3Une approche selon le genre a plus de flexibilité que l’approche femmes et développement. Par exemple, l’accent mis sur les relations de genre tend à faire davantage attention aux manières différentes selon lesquelles les femmes font l’expérience du genre. Bien que la femme riche comme la femme pauvre soient confrontées au même danger de viol si elles sortent toutes seules la nuit, la femme pauvre a plus à attendre d’une amélioration des transports en commun que la femme riche.
4L’asymétrie entre le genre masculin et féminin peut s’exprimer en terme de subordination de genre : les femmes en tant que genre sont subordonnées aux hommes en tant que genre. Mais en parlant ainsi on insiste plus sur les structures que sur les acteurs. On risque de masquer la responsabilité individuelle et de suggérer la présence de forces sociales immuables que nous ne pouvons que reconnaître. On peut même l’utiliser pour justifier le refus d’accorder des chances égales pour les femmes, comme l’a fait la Commission pour l’égalité des chances1 (voir Sears, Roebuck & Co aux Etats Unis. Kessler-Harris, 1987). Les militantes d’associations féministes de base, telles Women’s Aid, (Aide aux femmes) ou Rape Crisis Center (Centre contre le viol) m’ont dit que l’expression subordination de genre était trop académique, trop aseptisée, trop polie. Il est temps d’arrêter de parler ainsi : il faut commencer à parler de préjugé masculin.
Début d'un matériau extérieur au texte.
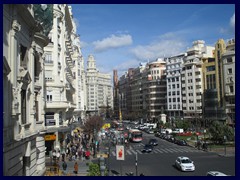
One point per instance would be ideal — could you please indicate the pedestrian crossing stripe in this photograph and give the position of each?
(139, 152)
(174, 150)
(161, 150)
(158, 150)
(129, 152)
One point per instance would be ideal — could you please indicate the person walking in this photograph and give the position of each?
(64, 166)
(76, 168)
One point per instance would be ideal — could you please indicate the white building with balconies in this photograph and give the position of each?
(60, 78)
(192, 82)
(174, 86)
(99, 91)
(228, 61)
(24, 37)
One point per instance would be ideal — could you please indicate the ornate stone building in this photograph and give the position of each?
(24, 37)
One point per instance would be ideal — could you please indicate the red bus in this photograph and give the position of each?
(135, 135)
(117, 125)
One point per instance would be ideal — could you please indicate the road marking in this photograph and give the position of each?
(186, 150)
(138, 151)
(173, 149)
(133, 151)
(158, 150)
(113, 152)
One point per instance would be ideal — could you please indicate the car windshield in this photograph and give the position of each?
(186, 161)
(153, 140)
(148, 146)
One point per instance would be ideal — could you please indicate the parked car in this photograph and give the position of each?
(184, 164)
(153, 142)
(181, 142)
(215, 173)
(150, 131)
(147, 148)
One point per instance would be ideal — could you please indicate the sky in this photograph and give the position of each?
(120, 36)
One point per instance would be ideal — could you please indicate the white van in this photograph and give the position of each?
(178, 130)
(166, 131)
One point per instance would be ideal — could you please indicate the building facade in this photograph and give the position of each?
(25, 35)
(60, 78)
(192, 82)
(79, 73)
(228, 66)
(99, 90)
(174, 87)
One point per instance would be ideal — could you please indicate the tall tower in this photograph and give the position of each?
(115, 93)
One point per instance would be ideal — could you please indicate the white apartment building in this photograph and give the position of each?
(60, 79)
(24, 36)
(174, 86)
(79, 73)
(192, 82)
(99, 91)
(228, 61)
(156, 85)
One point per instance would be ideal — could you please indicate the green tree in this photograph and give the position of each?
(183, 124)
(94, 169)
(218, 131)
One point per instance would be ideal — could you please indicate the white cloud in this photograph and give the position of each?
(231, 28)
(232, 21)
(83, 44)
(166, 45)
(114, 41)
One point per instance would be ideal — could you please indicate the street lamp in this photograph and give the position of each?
(102, 165)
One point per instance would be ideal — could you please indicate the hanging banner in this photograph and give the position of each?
(120, 154)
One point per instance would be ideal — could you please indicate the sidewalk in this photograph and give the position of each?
(82, 167)
(230, 151)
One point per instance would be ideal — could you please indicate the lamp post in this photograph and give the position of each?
(225, 150)
(102, 165)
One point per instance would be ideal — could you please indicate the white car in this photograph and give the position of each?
(184, 164)
(215, 173)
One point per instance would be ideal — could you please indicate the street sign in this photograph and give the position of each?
(120, 155)
(50, 137)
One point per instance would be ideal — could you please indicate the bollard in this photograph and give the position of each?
(102, 165)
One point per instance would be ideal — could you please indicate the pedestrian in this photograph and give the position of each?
(58, 155)
(79, 154)
(64, 166)
(54, 156)
(63, 156)
(76, 168)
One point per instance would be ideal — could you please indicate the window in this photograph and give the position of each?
(231, 89)
(230, 71)
(23, 106)
(48, 58)
(229, 60)
(23, 56)
(49, 96)
(210, 68)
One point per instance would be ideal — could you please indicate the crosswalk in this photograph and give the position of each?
(159, 150)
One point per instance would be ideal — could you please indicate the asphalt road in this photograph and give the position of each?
(160, 162)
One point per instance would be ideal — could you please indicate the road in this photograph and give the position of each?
(160, 162)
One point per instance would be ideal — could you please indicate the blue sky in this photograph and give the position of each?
(120, 36)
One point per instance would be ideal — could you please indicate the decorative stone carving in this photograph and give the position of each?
(15, 104)
(16, 26)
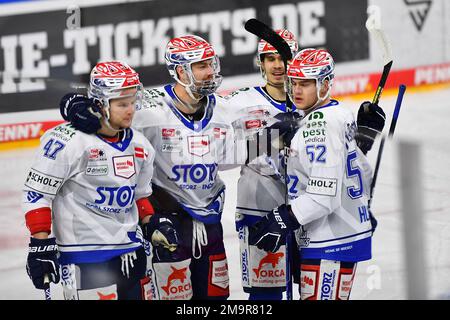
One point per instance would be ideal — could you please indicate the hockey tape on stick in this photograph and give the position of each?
(373, 25)
(398, 104)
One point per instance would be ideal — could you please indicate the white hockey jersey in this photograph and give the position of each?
(189, 153)
(91, 186)
(260, 186)
(329, 180)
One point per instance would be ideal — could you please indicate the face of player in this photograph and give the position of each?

Poullain de la Barre naît en 1647 et meurt en 1723 ; il est le premier homme à combattre l’infériorité dans laquelle sont tenues les femmes. Il faut le lire et pour en donner l’envie, juste une petite citation qui est loin de rendre compte de la richesse et du modernisme de sa pensée :
“La plus heureuse pensée qui puisse venir à ceux qui travaillent à acquérir une science solide, après avoir été instruits selon la méthode vulgaire, c’est de douter si on les a bien enseignés, et de vouloir découvrir la vérité par eux-mêmes.
Dans le progrès de leur recherche, il leur arrive nécessairement de remarquer que nous sommes remplis de préjugés, et qu’il faut y renoncer absolument pour avoir des connaissances claires et distinctes.
... De tous les préjugés, on n’en a point remarqué de plus propre à ce dessein que celui que l’on a communément sur l’Inégalité des deux sexes ”.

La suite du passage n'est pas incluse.